How Fostering Healthy Workplace Habits Can Improve Employee Wellness and Retention

by Dr. Tara Ostrom

I see it all the time, far too often. As patients bring in their bottles of medication as part of their annual wellness visits, bottles and bottles of medications fill up my counter, and I can’t help but think that some of this is preventable. Data from the Centers for Disease Control and Prevention tells us that the Medicare eligible population is disproportionately affected by chronic diseases, with 85 percent having at least one chronic condition and nearly 60 percent having two or more. Many chronic diseases that require medication are caused or worsened by unhealthy lifestyle choices. With a third of our life being spent at work, it’s important for employers to encourage healthy habits in the workplace, which can help improve the satisfaction and retention of employees of all age groups. In fact, a survey from the American Psychological Association found that employees who felt their employers did not support their wellbeing were 51 percent more likely to leave their job within the next year.

Below are a few ways you, as an employer, can support your employees’ wellbeing now and help improve their job satisfaction and prevent chronic illnesses or diseases in the future.

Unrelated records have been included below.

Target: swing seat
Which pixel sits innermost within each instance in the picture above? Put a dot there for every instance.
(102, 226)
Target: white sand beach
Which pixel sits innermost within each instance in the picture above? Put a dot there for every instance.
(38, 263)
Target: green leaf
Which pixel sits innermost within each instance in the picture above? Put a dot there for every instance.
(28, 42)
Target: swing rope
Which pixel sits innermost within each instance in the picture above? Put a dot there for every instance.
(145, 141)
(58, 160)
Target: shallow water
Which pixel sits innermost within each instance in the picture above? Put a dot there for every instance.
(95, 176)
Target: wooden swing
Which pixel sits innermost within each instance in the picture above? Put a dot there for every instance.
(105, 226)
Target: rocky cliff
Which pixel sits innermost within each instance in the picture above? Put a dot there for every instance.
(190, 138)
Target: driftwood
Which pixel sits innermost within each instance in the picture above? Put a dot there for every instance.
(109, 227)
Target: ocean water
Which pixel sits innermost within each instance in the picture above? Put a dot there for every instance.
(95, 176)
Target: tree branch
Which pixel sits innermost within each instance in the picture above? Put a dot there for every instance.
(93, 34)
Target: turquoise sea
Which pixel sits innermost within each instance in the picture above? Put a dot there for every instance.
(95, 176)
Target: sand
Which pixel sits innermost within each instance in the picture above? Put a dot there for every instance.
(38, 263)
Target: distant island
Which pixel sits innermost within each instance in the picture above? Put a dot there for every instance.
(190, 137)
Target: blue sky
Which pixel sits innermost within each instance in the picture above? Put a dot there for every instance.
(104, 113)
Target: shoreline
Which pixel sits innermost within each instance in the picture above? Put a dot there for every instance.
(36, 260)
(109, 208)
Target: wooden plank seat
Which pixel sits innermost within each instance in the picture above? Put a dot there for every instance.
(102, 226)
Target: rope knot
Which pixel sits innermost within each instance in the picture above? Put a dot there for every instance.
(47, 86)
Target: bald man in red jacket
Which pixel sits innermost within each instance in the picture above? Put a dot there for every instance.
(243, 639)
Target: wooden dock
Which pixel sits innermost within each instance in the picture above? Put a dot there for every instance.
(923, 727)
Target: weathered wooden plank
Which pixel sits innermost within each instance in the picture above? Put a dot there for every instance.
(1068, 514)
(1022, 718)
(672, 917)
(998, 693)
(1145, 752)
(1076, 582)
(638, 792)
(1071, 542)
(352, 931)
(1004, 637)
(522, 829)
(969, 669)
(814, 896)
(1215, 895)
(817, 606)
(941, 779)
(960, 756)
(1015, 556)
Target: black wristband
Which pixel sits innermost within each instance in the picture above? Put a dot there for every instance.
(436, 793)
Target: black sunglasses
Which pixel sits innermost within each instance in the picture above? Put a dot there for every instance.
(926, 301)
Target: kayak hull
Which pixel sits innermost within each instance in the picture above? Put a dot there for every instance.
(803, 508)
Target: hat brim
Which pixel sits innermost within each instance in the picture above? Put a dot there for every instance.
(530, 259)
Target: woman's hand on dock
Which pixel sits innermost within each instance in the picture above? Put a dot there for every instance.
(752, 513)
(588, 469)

  • Design Stress Management and Wellness Programs. There is a direct correlation between stress and health complications. Implementing a stress management and wellness program will teach your employees how to properly handle stress, how to live healthier lives, and help them lower their risk of heart disease, stroke and other health conditions.
  • Offer an Employee Assistance Program. A 2016 study showed a 21 percent improvement in life satisfaction after the implementation of an EAP. An EAP coordinator can help your employee discuss depression, stress and anxiety issues, help improve their relationships at work and at home, work together to resolve emotional issues or grief, and so much more at no cost to your employee, which creates more satisfied and engaged employees.
  • Be Mindful of Mental Health. Right now, as a result of COVID-19, half of the patients I see are experiencing varying degrees of mental health issues. Be mindful of your employees’ mental health and promote programs that address them. Educate yourself to look out for signs of depression, anxiety and burnout and encourage mental health breaks to help prevent a mental health crisis.
  • Encourage Employees to Take Time for Preventative Care. I know that prevention works; early detection of potentially serious or chronic diseases means not having to mitigate them in retirement. Encourage your employees to get vaccinated, get their annual wellness visit and make preventative care a priority. Create an environment where employees don’t feel bad or are judged for taking time for ‘preventative care’.
  • Reframe Happy Hour. Happy Hour isn’t as happy when you find out excessive alcohol use over time can lead to a variety of chronic health conditions, including heart disease, high blood pressure, stroke, and more. Instead of planning a weekly ‘Happy Hour’ plan a weekly ‘Wellness Hour’ that includes activities like meditation, a walk, or even yoga. Encourage your employees to create healthy coping and decompression techniques that will benefit their overall health.

By advocating for better overall health, wellbeing and preventative care practices in the workplace, employers will see employees who are physically and mentally healthier, more likely to be productive while they are working, more likely to stay with your company and more likely to live a long, healthy life before and after they leave the workforce.

Dr. Tara Ostrom is an expert in internal medicine for Optum Primary Care.